Published online by Cambridge University Press: 13 September 2025
This chapter describes three paradigmatic changes in quantitative methods for transport planning: big data, causality outside of laboratory contexts, and machine learning approaches. In contrast with other scholars, I argue that big data is not all data—digital transport traces track technological objects rather than people and their transport decisions. I show this through a case of understanding micromobility, where e-scooter trips may be fully tracked under a corporate subscription model. However, many owned vehicles, including bicycles, provide no digital trace whatsoever. Therefore, reliance on data from shared mobility services may mis-represent the broader population of users. Planners relying on these forms of potentially biased ‘smart city’ information could inadvertently prioritize users of specific mobility services, creating a negative feedback loop.
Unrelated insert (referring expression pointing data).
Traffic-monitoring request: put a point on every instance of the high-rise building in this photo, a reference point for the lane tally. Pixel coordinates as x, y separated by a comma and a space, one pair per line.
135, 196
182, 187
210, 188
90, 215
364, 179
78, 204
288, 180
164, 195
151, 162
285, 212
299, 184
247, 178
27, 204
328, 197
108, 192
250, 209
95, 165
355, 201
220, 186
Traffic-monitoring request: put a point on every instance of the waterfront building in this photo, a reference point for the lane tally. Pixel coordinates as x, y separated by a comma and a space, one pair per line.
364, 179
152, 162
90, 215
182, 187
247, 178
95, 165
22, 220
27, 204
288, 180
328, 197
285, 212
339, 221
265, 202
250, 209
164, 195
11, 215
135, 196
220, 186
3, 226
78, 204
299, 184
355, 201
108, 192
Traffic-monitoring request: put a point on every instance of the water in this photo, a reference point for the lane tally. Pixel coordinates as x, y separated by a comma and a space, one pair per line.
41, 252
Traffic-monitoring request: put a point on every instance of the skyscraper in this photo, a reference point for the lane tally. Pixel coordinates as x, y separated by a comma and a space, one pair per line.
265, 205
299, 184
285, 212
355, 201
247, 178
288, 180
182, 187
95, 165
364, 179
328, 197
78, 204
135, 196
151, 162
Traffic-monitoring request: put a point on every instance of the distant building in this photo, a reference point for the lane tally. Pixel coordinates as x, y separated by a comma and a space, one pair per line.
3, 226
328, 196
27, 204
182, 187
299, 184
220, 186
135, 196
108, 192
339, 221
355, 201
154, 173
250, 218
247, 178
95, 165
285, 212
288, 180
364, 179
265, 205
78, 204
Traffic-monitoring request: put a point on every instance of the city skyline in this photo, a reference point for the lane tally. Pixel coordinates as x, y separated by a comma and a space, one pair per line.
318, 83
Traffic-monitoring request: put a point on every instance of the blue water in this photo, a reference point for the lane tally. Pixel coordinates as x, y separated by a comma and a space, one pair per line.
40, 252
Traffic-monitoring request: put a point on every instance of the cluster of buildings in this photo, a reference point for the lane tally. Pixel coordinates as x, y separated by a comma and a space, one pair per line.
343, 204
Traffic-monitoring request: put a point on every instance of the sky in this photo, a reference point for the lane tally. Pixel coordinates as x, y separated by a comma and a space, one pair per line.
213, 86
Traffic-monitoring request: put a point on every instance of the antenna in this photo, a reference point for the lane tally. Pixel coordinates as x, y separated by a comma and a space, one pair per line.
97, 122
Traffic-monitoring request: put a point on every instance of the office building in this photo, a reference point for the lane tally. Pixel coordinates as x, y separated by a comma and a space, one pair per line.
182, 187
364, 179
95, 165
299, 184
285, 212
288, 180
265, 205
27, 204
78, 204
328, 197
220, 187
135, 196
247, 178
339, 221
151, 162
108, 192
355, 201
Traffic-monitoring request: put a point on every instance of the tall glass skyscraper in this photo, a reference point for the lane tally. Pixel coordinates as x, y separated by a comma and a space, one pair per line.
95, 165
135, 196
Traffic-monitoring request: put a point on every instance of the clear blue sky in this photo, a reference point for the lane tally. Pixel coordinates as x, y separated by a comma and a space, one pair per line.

As an example, a planner identifying unsafe intersections by calculating the number of crashes per bike share trip—rather than performing bicycle traffic counts throughout a city—could prioritize areas in the central city and along recreational corridors frequented by tourists over the city's everyday bicyclists. Tracking rental trips is not the same as all trips for any travel mode. Understanding the prospects and limitations of quantitative analysis in transport is critical whether working on an individual project or an entire forest of transport issues.
This understanding argues in favor of new methods of data fusion—combinations of representative surveys and other methods with big data to mitigate bias while maximizing spatial and temporal accuracy.